La Fiom-Cgil di Taranto interviene con forza sul futuro dello stabilimento siderurgico ex Ilva, denunciando gravi incongruenze tra le comunicazioni del Governo e le scelte già pianificate dalla gestione commissariale.
«Negli ultimi mesi – spiega il segretario generale Francesco Brigati – si sono moltiplicate dichiarazioni e indiscrezioni rassicuranti sul futuro dello stabilimento, ma i documenti ufficiali raccontano una realtà diversa: decisioni già assunte senza reale confronto con i lavoratori e le loro rappresentanze».
Durante l’incontro dell’11 novembre a Palazzo Chigi, secondo la Fiom, il Governo aveva annunciato un piano di decarbonizzazione con fermata programmata delle batterie di cokefazione 7, 8, 9 e 12 dal 1° gennaio al 28 febbraio 2026, motivata da ragioni economiche.

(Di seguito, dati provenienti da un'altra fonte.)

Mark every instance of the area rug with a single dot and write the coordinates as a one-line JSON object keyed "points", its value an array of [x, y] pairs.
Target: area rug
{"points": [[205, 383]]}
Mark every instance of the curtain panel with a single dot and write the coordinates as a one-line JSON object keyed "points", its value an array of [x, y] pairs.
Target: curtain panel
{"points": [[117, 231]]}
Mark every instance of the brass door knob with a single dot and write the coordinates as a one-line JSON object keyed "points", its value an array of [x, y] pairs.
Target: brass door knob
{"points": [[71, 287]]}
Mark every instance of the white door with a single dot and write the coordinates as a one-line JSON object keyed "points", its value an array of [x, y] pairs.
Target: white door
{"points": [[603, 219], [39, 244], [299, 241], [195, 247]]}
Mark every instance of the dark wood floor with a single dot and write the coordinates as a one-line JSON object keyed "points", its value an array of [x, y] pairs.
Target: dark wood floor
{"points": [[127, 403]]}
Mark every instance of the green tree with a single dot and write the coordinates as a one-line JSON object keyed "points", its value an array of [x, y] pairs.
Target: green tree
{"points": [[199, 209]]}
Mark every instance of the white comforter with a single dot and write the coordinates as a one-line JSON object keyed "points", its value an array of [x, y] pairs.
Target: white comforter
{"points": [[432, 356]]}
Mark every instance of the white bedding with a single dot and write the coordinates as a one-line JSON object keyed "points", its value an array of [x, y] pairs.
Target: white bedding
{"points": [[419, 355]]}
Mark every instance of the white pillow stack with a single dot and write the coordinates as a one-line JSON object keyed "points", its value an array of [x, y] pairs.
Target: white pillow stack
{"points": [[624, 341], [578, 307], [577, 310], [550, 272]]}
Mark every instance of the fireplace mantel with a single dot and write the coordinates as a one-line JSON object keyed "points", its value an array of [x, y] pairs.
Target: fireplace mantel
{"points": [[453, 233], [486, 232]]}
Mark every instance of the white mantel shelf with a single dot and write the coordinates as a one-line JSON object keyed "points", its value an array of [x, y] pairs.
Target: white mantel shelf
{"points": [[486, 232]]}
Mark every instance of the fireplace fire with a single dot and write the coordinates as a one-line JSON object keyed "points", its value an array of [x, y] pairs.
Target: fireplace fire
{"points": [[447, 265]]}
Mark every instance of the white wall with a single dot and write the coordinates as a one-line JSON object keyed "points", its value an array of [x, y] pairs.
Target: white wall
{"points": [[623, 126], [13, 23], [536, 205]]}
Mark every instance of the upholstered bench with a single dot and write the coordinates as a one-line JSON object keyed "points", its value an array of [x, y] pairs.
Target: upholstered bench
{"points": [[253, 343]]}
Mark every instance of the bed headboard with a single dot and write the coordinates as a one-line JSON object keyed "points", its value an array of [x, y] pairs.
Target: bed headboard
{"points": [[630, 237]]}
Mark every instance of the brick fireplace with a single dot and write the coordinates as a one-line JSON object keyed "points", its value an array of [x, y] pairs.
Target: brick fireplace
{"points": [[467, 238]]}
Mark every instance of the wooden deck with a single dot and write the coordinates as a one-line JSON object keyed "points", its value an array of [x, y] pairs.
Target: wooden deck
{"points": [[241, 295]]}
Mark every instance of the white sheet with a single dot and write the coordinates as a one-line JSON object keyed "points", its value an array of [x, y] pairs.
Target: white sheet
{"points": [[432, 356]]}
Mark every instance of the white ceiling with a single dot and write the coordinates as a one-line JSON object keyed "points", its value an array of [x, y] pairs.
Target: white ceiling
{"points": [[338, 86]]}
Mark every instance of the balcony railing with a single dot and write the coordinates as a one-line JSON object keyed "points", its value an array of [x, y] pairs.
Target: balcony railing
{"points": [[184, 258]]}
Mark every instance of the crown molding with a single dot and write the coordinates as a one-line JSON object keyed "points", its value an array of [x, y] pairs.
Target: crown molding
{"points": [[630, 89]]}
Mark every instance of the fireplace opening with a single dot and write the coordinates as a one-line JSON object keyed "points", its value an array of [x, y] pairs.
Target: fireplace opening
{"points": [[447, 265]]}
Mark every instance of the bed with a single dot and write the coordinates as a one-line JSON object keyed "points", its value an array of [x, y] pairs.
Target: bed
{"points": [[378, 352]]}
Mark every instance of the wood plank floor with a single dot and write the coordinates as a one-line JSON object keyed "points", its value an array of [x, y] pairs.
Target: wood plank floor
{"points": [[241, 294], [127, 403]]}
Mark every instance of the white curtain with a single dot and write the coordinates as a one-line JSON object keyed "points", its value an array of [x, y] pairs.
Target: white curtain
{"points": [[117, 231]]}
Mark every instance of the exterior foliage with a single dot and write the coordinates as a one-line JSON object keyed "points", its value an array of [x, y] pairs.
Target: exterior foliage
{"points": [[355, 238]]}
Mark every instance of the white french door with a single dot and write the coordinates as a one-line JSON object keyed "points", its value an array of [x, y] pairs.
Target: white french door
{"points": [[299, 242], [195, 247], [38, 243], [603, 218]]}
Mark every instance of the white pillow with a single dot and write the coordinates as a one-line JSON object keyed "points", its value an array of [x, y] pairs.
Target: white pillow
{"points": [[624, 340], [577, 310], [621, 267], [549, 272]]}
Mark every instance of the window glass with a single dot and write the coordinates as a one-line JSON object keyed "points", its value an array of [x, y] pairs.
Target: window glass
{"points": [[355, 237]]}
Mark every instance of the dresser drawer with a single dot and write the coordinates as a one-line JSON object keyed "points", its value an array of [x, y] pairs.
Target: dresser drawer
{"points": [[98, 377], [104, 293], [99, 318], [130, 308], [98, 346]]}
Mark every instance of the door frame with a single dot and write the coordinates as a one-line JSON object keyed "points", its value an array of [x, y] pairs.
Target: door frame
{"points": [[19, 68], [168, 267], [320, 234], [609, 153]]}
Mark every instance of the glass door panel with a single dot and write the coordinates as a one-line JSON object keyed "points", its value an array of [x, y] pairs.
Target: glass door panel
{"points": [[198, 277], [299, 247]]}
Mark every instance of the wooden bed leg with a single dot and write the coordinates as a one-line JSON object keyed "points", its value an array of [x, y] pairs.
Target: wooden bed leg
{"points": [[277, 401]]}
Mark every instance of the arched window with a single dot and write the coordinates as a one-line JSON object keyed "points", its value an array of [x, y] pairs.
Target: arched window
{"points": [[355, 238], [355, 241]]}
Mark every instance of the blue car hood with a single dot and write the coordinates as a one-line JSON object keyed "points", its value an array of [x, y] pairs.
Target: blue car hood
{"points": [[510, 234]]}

Tuttavia, la documentazione ufficiale di Am Investco Italy (AdI in amministrazione straordinaria) svela che la procedura era già avviata a ottobre 2025, per consentire la sostituzione del reattore catalitico 63K01 dell’impianto di desolforazione dei sottoprodotti, attività incompatibile con l’esercizio delle batterie di forni a coke.
«Questo comporterà una fermata effettiva di quattro mesi, non due come comunicato al tavolo sindacale – sottolinea Brigati – e sarà necessario acquistare coke dall’esterno per garantire la marcia dell’altoforno». Per la Fiom, la decisione è stata presa senza confronto preventivo, aumentando incertezza e preoccupazione tra i lavoratori.
Il sindacato critica inoltre il percorso di vendita internazionale che ha visto prevalere il fondo statunitense Flacks Group. «È inaccettabile – afferma Brigati – che informazioni sul futuro industriale arrivino da un fondo di investimento in trattativa e non dal Governo. Le politiche siderurgiche non possono essere dettate da un fondo: serve una regia pubblica forte e autorevole, con ruolo centrale del Governo».
La Fiom-Cgil di Taranto ribadisce la richiesta di un confronto immediato, trasparente e vincolante, affinché ogni decisione sul futuro dello stabilimento avvenga nel rispetto dei lavoratori, della comunità e dell’interesse nazionale.